Aids: A Living Archive (exhibition)

From Censorpedia

Date: 2001

Region: North America

Subject: Explicit Sexuality, Sexual/Gender Orientation

Medium: Mixed Media


Artist: Group of Artists

Confronting Bodies: Museum of the City of New York

Dates of Action: April, 2001

Location: Museum of the City of New York

Description of Artwork: Aids: A Living Archive was a part of Gay Men's Health Crisis: 20 Years Fighting for People with H.I.V./AIDS and included art / historical items documenting the public campaign against AIDS as well as interactive informative elements for museum visitors.

The Incident: The Museum of the City of New York altered some of the works in the exhibition. According to Jane Rosett, one of the two curators of the show, "Photos were cropped to exclude images of intimacy between men, and museum officials rejected representations of condoms." She was also told to exclude depictions of male genitals. A poster entitled 800 Men had been cropped to such an extent that an image of two men was taken out, leaving only the words visible.
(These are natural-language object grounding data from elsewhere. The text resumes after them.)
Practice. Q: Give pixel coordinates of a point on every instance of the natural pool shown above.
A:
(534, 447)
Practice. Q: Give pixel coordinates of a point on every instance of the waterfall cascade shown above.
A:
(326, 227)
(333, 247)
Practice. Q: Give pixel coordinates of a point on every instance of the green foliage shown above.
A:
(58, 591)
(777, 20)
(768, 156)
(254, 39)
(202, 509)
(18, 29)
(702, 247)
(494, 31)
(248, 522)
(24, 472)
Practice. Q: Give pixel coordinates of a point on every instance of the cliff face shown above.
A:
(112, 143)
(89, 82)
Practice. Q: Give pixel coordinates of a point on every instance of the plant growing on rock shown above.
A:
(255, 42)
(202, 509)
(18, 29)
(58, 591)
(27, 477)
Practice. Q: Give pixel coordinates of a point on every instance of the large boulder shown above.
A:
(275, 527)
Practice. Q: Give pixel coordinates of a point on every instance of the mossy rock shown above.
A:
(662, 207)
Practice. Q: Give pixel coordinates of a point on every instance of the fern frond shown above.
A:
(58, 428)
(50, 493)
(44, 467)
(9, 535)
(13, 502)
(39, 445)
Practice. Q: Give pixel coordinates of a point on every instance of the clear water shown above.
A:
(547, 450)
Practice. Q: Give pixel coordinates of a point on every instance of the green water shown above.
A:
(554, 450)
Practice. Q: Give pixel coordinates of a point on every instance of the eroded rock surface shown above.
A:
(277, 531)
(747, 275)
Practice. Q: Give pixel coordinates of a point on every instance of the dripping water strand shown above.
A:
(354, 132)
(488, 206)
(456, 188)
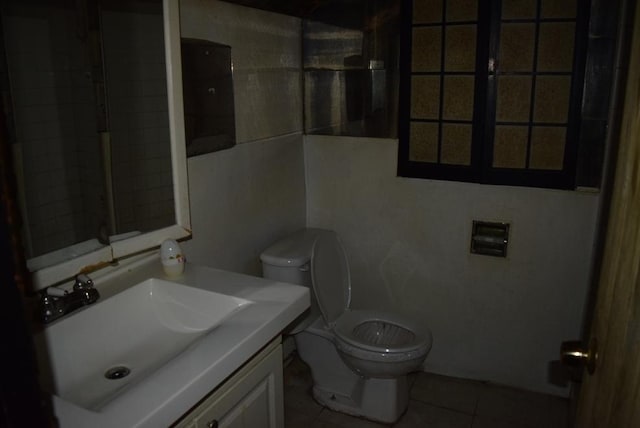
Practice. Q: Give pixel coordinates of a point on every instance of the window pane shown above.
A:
(462, 10)
(460, 43)
(458, 97)
(552, 99)
(514, 99)
(510, 146)
(425, 97)
(427, 11)
(555, 48)
(424, 142)
(558, 9)
(425, 52)
(517, 42)
(547, 148)
(456, 144)
(519, 9)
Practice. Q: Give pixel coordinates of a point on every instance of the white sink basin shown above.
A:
(139, 330)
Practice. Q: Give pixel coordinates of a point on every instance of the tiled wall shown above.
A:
(244, 198)
(139, 122)
(55, 125)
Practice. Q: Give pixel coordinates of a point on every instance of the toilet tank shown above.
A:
(289, 260)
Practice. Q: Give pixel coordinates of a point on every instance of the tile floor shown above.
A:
(436, 402)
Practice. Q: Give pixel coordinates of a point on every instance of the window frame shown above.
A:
(480, 169)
Marty Algaze, the spokesman of Gay Men's Health Crisis, was told by a museum official that the works were modified because "The museum gets a large group of children and some sexually explicit material would be inappropriate for them to see."

Results of Incident: The incident was dismissed, as the Gay Men's Health Crisis group wanted to keep a partnership with the museum and did not protest the censorship.